Me

Browse In PDF

by
published on

Yes, it's stupid.

https://browseinpdf.com

It's also quite a lot of fun.

Making this, I learned a LOT about NGINX.

Because it's an http proxy, we need encoded urls within unencoded urls. By default, when using proxy_pass (passing to an internal server), urls get decoded. Not what I wanted.
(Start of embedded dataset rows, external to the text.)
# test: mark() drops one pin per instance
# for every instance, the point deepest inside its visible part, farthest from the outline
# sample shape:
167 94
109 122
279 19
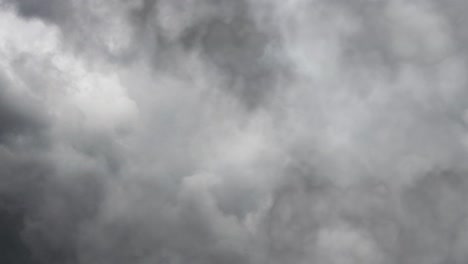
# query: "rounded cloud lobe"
248 131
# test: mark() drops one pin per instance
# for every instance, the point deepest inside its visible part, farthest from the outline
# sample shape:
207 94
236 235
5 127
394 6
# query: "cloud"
245 131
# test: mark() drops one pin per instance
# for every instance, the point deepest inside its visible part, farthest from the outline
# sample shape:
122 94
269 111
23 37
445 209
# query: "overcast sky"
233 132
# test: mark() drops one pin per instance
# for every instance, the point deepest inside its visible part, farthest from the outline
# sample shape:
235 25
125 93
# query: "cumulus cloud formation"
245 131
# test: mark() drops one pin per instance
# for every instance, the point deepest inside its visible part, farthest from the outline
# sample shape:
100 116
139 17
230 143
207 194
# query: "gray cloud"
203 131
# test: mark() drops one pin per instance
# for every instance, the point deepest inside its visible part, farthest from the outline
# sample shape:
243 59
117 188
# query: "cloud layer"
247 131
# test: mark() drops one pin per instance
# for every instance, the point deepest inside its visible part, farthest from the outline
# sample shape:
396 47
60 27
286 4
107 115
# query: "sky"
233 131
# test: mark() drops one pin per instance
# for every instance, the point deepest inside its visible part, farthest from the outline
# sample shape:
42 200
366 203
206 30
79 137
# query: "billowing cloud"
250 131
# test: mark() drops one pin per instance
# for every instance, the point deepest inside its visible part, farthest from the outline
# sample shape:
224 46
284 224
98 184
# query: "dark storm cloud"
203 131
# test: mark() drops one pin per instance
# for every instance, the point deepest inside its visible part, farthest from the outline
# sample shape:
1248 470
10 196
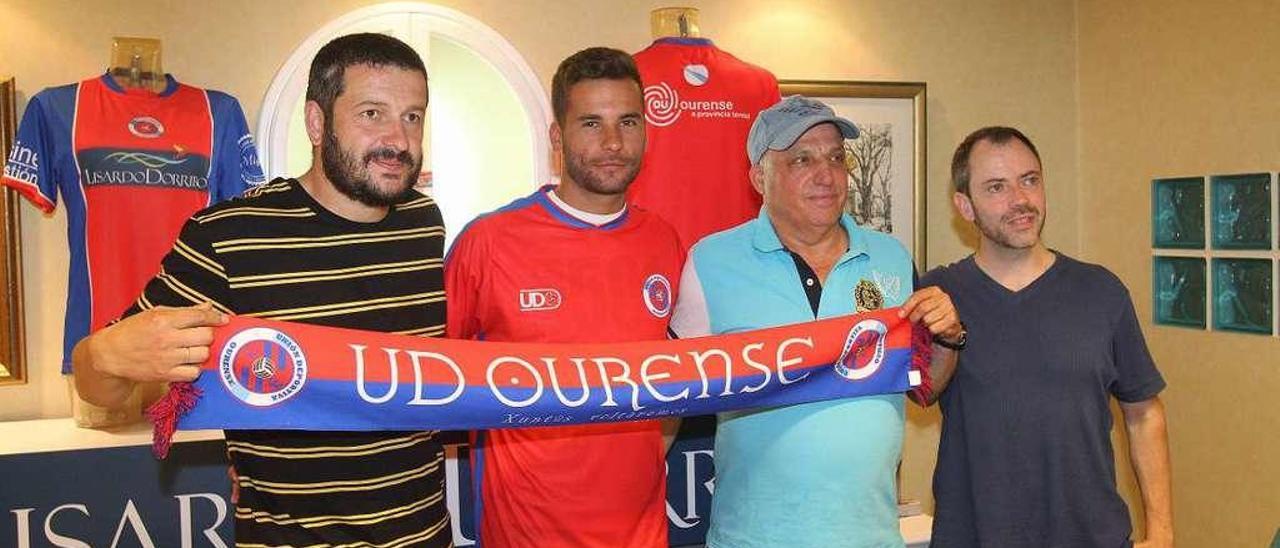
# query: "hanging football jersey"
131 167
699 105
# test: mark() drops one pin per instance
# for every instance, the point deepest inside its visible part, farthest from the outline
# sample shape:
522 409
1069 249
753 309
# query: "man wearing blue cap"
814 474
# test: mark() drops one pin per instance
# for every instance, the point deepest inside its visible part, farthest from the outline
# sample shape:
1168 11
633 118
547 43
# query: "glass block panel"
1179 291
1178 213
1242 211
1243 295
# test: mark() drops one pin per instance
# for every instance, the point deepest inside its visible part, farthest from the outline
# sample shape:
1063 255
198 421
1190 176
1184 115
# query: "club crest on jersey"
534 300
263 366
146 127
864 350
657 295
867 296
696 74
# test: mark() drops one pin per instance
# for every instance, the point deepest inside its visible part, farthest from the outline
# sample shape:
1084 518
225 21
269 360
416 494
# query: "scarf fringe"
164 415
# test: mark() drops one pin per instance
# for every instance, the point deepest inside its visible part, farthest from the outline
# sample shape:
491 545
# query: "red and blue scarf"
286 375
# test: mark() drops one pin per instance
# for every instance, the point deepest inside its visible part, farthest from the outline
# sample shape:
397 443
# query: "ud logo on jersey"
696 74
864 350
263 366
146 127
657 295
533 300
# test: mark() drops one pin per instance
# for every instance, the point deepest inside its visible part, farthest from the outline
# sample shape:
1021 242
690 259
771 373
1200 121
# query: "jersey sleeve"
30 168
1137 377
236 161
690 318
464 279
190 274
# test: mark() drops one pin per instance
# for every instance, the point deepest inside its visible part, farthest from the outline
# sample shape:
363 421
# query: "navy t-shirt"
1025 455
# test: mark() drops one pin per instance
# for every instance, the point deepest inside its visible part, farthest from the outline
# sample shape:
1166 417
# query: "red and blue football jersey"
531 272
131 167
699 105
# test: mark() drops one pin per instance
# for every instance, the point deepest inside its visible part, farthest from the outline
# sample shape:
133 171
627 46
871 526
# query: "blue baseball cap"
780 126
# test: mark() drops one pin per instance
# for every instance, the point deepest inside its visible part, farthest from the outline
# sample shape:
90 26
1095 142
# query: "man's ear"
557 138
314 119
964 204
757 176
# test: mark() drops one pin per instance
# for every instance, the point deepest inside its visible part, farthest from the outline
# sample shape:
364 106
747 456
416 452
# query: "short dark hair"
995 135
329 67
592 63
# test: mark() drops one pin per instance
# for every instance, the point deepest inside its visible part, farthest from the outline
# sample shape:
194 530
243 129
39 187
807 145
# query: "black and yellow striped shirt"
278 254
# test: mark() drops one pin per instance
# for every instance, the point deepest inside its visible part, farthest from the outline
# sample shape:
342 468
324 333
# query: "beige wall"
1188 88
984 62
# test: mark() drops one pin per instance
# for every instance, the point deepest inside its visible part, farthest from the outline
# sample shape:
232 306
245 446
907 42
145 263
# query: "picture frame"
883 176
13 368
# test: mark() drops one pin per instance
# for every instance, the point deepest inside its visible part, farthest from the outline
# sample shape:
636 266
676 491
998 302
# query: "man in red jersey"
572 263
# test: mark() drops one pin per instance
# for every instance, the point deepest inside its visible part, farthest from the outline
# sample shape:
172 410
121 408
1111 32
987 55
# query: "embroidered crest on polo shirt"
890 286
867 296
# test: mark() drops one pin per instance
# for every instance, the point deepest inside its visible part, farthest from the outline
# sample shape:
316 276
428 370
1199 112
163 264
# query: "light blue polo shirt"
808 475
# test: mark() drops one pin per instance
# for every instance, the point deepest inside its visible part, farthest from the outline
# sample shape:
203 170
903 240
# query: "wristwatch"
959 342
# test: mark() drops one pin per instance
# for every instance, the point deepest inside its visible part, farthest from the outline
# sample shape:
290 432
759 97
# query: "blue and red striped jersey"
131 167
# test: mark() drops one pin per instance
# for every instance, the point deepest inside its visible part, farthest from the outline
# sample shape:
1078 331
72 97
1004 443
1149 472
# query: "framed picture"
887 160
12 347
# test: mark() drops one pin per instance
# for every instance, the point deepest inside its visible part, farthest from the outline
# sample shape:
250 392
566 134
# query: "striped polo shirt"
278 254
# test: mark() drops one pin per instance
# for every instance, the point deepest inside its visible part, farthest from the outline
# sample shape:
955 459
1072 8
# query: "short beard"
588 181
352 179
999 237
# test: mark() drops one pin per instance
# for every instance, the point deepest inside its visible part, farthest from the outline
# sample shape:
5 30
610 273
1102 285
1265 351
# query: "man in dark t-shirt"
1025 455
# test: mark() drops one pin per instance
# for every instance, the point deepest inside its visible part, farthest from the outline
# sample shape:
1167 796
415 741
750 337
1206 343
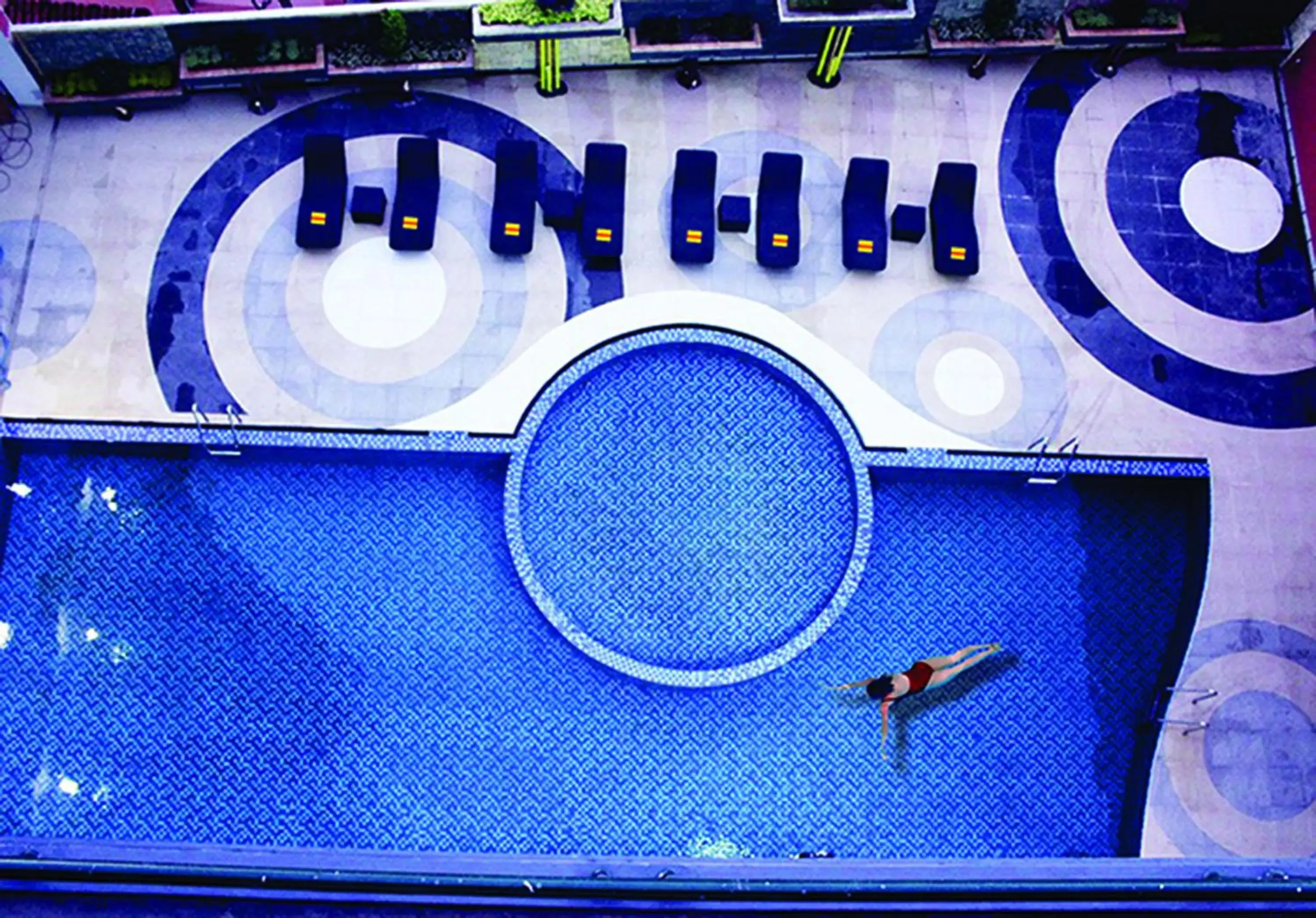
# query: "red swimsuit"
919 676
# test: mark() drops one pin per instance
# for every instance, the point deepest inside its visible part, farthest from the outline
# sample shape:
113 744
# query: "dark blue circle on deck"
175 323
1261 755
1031 206
689 508
1148 164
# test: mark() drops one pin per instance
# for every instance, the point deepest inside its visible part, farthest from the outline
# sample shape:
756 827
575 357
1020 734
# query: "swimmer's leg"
944 676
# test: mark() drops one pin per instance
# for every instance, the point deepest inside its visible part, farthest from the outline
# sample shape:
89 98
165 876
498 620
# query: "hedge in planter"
1126 15
112 78
431 37
841 6
275 52
989 22
72 50
528 12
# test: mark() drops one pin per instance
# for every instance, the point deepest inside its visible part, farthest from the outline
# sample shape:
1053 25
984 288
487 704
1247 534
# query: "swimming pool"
606 635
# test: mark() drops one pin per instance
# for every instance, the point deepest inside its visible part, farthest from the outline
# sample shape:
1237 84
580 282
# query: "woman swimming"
931 672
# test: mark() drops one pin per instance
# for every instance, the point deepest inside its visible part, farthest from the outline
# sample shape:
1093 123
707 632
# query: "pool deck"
1087 273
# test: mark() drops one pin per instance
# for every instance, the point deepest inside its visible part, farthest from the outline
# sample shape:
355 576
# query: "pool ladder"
1190 726
233 447
1037 476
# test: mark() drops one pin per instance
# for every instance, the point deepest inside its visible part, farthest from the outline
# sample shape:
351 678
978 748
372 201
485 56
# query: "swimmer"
931 672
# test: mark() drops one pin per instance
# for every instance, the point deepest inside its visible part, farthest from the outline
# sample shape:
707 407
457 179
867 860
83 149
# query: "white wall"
1303 27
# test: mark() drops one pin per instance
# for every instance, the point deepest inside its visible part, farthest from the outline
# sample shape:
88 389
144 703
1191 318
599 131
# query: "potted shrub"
702 36
110 81
1226 27
527 20
395 43
1123 22
243 54
964 27
106 66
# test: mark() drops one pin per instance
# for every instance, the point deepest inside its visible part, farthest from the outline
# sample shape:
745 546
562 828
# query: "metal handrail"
1036 476
199 416
1191 726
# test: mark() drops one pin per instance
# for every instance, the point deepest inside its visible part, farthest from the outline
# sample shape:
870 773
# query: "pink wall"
1299 75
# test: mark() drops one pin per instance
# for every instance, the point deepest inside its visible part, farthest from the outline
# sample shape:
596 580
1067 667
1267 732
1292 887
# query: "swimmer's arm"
886 706
852 685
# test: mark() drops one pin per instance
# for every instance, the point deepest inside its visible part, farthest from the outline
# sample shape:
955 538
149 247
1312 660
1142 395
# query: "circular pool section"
689 508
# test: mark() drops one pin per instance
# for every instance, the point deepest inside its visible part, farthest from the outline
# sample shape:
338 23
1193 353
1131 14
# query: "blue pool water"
336 649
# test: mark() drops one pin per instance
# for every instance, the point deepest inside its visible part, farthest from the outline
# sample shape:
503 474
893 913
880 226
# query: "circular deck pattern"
969 381
379 299
687 512
1031 139
1195 185
1247 220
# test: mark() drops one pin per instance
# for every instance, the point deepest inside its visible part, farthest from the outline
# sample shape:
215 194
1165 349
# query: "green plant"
841 6
203 57
393 33
1126 15
1086 18
527 12
1160 18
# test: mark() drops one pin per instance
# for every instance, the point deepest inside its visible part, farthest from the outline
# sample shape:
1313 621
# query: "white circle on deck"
1231 203
969 381
379 298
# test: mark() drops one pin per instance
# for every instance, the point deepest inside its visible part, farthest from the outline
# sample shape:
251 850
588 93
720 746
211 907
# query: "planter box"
418 69
136 99
515 32
702 50
940 48
1077 36
824 18
218 77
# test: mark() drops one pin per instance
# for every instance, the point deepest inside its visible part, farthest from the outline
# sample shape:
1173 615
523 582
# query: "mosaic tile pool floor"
1098 312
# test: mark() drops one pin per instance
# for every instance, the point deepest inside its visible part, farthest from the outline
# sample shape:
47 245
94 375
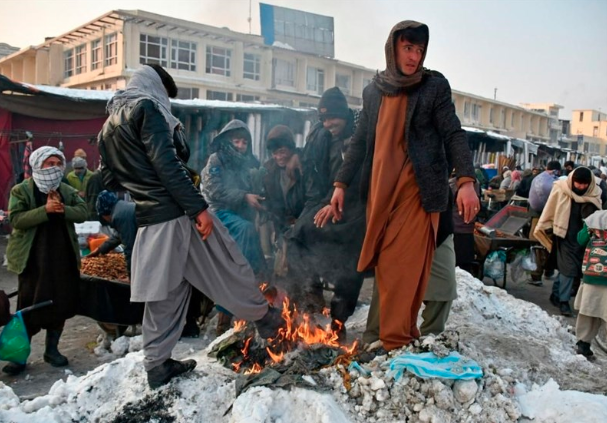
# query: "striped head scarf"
47 179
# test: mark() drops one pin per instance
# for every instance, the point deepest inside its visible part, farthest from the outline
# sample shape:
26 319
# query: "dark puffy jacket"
229 176
434 136
283 209
142 155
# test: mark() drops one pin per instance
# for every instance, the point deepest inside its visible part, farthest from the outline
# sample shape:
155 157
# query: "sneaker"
566 309
13 369
190 330
269 324
583 348
162 374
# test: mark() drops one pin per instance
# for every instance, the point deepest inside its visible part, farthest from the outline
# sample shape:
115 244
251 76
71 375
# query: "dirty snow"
522 350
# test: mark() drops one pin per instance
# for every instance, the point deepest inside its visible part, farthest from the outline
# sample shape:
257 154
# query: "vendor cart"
504 232
108 301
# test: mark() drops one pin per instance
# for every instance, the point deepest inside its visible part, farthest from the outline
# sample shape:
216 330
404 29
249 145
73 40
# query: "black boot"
51 353
583 348
13 369
162 374
269 324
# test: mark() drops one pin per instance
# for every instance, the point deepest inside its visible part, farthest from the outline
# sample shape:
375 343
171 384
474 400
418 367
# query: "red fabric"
6 167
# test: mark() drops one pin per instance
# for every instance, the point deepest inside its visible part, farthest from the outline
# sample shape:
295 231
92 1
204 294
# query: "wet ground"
81 334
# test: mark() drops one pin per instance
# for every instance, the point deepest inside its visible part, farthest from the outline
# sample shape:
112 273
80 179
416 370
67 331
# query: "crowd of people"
389 192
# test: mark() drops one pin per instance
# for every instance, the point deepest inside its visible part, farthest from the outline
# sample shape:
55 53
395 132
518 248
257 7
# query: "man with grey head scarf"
43 250
179 242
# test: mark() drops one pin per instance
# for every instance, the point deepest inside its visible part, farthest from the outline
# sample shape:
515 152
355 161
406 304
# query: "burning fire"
299 331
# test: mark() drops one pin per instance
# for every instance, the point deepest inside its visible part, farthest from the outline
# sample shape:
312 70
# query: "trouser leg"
587 327
163 322
435 317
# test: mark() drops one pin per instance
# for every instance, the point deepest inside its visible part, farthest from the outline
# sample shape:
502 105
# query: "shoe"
191 329
583 348
13 369
162 374
268 325
366 356
224 323
51 353
566 309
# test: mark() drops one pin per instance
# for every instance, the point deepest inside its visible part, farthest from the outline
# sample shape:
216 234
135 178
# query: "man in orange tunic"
407 138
Also, because these PDF files are quite heavy to generate, and people would only really want to see a few sites (google.com, news.ycombinator.com, etc.)

 My cache config:

proxy_cache_path /tmp/nginxcache levels=1:2 keys_zone=cache:10m max_size=2g inactive=60m use_temp_path=off;

This creates a cache in /tmp/nginxcache which has 2 "levels" of folders. This means there isn't one large directory - fairly standard stuff.

Location config:

location /browse/ {
rewrite ^ $request_uri;
rewrite ^/browse/(.*) $1 break;
return 400;
proxy_cache cache;

proxy_cache_methods GET;
proxy_cache_valid 200 10h;
proxy_cache_valid 301 302 1h;
proxy_cache_valid any 1h;
proxy_ignore_headers Cache-Control;
proxy_redirect off;
proxy_pass http://127.0.0.1:8004/$uri;
}